The federal government's mandatory budget cuts in 2014 had a severe impact on the FBI, requiring the federal agency to implement a hiring freeze that threatened to result in more than 2,000 vacant positions or roughly the equivalent of shutting down the agency's three largest field offices: Chicago, Miami and Baltimore. The budget cuts limited the agency's number of workers devoted to forensics and victim specialists, government officials warned in a letter to the House of Representative in June 2013, documents made public in recent days show.

"To absorb the personnel funding reductions under Sequestration, the FBI has implemented a hiring freeze that will result in over 2,200 vacant positions by the end of Fiscal Year (FY) 2013: 350 special agents, 275 intelligence analysts and 1,575 professional staff employees, including forensic and computer scientists, electronic engineers and technicians, contracting officers, police officers and victim specialists," the letter from the FBI to House members read. "To put this number of vacancies in perspective, it is the equivalent of shutting down three of the FBI's largest field offices -- Chicago, Miami and Baltimore."

The FBI receives about 200,000 staff applications each year, the letter said. The document echoes an independent, external review of the FBI's operation in March by the 9/11 Review Commission, which found the mandatory budget cuts, also known as sequestration, had “severely hindered” the FBI’s intelligence-gathering efforts and national security programs.

“Despite the growth of budget authority since FY01, in recent years the FBI faced complex threats with reduced funds, in part as a result of sequestration. In a May 2014 speech, FBI Deputy Director Mark F. Giuliano noted the bureau had been cutting programs during the last few fiscal years, and so its allocation of $8.3 billion in FY14 was a ‘relief,’ ” the report said, adding sequestration had a “devastating” impact on the bureau’s reform initiatives.

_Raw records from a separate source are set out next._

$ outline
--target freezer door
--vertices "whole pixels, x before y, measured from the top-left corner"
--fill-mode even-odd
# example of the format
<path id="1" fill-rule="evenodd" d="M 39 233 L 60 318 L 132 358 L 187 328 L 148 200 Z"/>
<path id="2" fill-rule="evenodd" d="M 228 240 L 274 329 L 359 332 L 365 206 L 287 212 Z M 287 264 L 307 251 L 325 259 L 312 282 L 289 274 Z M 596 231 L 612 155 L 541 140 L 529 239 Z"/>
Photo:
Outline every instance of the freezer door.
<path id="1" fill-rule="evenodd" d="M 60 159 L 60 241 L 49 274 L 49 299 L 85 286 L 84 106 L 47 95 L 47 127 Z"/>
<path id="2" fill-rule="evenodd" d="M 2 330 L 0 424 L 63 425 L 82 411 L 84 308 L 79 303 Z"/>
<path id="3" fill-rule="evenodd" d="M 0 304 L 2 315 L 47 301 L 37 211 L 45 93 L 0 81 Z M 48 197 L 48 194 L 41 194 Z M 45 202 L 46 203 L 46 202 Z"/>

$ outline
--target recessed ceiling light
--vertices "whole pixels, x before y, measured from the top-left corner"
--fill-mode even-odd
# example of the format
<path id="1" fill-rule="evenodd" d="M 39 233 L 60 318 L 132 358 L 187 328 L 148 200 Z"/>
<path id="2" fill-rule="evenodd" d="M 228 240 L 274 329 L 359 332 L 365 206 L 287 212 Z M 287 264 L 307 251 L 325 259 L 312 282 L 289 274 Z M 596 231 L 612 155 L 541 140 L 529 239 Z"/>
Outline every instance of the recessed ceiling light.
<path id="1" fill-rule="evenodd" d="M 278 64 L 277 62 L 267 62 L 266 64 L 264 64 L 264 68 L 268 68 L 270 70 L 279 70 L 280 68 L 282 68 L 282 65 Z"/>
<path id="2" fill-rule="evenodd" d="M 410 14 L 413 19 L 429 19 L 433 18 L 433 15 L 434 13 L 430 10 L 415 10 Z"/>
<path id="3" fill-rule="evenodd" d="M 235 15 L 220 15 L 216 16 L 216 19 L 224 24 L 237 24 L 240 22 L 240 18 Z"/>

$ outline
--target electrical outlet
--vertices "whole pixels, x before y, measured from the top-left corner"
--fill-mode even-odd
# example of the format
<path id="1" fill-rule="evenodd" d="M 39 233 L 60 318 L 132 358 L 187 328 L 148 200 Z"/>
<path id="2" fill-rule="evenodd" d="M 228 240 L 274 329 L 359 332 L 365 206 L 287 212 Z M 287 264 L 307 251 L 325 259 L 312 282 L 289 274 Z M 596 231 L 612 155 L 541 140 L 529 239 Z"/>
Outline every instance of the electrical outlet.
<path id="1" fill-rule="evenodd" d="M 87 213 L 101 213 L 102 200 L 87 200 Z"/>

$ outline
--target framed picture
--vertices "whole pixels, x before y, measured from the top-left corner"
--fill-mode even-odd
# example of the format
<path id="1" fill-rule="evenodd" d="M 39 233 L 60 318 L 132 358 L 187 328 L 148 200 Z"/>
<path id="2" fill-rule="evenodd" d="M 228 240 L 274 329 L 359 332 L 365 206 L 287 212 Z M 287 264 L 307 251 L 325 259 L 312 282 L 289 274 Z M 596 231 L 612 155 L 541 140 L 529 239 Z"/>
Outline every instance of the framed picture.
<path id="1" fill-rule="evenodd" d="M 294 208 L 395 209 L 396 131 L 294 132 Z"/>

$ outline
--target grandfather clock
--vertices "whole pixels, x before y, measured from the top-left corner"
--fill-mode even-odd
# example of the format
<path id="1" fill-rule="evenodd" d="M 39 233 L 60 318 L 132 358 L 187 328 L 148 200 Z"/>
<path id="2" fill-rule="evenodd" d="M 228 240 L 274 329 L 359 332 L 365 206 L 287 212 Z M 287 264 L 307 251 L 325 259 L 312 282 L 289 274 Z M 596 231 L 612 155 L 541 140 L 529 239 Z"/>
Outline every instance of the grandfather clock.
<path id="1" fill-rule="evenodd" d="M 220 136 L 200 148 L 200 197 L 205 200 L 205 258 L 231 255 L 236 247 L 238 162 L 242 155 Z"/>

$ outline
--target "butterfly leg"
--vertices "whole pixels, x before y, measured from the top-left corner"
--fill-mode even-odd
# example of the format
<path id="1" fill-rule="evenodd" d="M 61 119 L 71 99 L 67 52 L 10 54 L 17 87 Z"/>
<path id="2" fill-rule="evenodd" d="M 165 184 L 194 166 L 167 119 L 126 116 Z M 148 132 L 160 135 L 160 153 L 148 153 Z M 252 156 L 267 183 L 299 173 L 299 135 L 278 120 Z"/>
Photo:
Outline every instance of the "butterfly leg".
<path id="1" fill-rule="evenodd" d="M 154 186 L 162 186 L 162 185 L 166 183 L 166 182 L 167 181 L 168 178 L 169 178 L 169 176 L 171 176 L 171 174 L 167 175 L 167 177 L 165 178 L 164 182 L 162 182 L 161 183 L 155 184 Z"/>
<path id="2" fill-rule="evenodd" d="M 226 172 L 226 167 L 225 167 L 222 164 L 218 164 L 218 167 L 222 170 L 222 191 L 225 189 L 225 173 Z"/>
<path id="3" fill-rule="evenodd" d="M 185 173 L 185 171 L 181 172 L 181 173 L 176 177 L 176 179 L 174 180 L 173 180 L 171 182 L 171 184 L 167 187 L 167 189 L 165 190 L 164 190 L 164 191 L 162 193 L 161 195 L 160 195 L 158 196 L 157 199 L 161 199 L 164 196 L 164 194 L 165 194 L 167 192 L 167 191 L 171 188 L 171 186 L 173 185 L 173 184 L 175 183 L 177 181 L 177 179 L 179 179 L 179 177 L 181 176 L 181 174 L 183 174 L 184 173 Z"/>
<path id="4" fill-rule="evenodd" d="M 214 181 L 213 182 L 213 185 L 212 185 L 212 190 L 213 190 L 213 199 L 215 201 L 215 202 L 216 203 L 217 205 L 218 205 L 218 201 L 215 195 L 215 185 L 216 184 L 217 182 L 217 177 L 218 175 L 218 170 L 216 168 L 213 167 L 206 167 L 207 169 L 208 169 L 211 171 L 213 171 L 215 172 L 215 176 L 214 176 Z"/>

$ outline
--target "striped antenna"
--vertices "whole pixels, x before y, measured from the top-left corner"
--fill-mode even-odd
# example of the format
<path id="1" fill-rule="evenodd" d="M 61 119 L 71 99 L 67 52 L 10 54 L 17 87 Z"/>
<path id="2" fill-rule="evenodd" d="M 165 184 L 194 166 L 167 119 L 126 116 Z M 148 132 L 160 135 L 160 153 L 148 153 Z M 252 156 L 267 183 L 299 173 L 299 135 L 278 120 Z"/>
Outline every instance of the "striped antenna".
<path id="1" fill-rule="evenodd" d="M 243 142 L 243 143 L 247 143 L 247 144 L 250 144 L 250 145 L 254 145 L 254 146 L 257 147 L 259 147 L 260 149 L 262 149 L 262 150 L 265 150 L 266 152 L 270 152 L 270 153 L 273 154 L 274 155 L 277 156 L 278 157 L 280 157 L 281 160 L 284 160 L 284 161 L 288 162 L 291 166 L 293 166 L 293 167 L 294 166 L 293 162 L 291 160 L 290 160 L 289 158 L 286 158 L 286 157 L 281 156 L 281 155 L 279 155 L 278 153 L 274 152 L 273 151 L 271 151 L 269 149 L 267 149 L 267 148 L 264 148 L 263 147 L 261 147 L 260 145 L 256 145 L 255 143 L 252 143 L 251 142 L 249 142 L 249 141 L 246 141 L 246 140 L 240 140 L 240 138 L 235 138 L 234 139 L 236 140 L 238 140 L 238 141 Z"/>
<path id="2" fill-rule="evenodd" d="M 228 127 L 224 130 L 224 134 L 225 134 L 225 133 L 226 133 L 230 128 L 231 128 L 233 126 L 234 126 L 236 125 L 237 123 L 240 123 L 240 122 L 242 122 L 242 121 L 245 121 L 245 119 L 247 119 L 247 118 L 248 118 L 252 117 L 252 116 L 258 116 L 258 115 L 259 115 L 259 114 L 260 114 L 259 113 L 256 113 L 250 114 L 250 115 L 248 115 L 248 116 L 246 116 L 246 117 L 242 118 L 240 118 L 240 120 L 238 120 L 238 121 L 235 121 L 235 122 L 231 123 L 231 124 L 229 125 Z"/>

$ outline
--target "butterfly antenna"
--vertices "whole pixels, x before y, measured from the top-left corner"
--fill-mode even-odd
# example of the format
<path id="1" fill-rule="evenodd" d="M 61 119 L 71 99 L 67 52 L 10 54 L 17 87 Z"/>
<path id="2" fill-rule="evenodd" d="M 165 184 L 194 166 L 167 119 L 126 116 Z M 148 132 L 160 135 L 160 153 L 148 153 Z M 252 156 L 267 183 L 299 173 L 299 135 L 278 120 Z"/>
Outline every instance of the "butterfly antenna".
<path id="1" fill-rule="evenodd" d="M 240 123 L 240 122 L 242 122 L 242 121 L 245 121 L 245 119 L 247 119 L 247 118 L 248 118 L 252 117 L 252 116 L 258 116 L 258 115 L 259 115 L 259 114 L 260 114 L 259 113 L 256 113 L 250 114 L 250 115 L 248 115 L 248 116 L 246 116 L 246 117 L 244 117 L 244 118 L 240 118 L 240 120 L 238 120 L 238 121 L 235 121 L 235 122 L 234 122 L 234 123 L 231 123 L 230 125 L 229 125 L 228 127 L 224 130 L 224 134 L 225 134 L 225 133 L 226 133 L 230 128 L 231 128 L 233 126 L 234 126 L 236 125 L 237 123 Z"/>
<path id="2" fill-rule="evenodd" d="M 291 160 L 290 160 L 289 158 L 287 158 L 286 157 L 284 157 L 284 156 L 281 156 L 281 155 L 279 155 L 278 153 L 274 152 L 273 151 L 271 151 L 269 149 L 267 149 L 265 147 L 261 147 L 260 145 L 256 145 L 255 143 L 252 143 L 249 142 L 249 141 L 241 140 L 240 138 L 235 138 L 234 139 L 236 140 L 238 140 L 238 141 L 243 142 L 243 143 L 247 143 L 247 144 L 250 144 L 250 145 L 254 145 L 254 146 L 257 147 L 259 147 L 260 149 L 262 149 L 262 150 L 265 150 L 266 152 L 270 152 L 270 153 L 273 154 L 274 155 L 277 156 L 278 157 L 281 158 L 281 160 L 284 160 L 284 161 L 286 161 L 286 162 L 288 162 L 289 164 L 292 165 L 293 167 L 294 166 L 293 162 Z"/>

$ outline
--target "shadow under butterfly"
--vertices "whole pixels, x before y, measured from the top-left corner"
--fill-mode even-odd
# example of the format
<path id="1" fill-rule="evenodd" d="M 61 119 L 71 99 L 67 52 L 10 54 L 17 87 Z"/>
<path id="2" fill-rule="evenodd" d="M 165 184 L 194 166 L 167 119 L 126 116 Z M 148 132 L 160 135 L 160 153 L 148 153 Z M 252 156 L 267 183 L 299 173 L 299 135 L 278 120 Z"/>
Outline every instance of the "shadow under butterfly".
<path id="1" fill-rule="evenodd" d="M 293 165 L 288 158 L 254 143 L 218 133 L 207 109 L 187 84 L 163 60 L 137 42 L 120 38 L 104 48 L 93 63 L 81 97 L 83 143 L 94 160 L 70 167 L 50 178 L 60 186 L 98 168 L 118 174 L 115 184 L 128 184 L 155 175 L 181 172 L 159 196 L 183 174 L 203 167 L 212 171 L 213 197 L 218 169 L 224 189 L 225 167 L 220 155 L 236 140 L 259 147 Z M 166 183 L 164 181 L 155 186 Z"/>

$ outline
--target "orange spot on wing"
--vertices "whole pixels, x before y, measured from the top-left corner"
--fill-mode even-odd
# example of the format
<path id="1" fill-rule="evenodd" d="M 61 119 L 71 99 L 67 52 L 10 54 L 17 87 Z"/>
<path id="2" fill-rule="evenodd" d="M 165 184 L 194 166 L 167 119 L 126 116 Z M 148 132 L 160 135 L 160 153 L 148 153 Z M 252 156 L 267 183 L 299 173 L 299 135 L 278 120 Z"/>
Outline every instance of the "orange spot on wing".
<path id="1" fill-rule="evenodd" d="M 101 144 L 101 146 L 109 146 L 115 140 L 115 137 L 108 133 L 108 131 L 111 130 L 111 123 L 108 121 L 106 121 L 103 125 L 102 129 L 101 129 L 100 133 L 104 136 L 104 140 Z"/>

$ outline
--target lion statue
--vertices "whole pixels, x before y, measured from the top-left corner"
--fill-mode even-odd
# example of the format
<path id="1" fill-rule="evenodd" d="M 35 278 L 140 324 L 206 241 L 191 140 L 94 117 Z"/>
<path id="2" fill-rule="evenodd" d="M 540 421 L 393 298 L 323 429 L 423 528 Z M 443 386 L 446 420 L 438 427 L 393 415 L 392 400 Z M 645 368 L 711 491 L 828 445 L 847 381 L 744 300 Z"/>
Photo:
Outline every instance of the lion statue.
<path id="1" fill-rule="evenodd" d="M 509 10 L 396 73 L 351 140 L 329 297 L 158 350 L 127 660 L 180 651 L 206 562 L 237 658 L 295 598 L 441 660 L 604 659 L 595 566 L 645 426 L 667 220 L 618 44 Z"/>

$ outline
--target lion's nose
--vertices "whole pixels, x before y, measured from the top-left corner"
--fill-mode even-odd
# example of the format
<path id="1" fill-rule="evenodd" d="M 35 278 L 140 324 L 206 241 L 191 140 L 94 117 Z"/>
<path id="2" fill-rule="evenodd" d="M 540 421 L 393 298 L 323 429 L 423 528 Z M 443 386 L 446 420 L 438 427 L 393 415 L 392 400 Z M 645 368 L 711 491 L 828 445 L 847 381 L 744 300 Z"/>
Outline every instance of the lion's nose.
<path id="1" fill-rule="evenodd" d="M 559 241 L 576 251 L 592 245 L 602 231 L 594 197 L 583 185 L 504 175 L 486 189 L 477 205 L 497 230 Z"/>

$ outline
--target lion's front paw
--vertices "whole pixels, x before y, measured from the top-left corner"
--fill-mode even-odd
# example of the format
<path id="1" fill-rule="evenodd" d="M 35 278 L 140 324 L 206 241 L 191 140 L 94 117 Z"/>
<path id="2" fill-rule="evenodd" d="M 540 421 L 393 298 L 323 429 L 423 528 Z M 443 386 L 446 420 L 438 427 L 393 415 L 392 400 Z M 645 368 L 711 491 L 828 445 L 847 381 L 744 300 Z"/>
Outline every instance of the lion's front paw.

Sequestration, which largely applied to defense and domestic spending, began in March 2013 and is expected to continue until 2021. It's aimed at reducing the U.S. national debt, which skyrocketed as a result of the Iraq and Afghanistan wars and 2008 recession.

In March 2014, the FBI said it was scrambling to restart classes at its training academy as it lifted the hiring freeze and was beginning to hire hundreds of special agents and analysts, the Washington Post reported.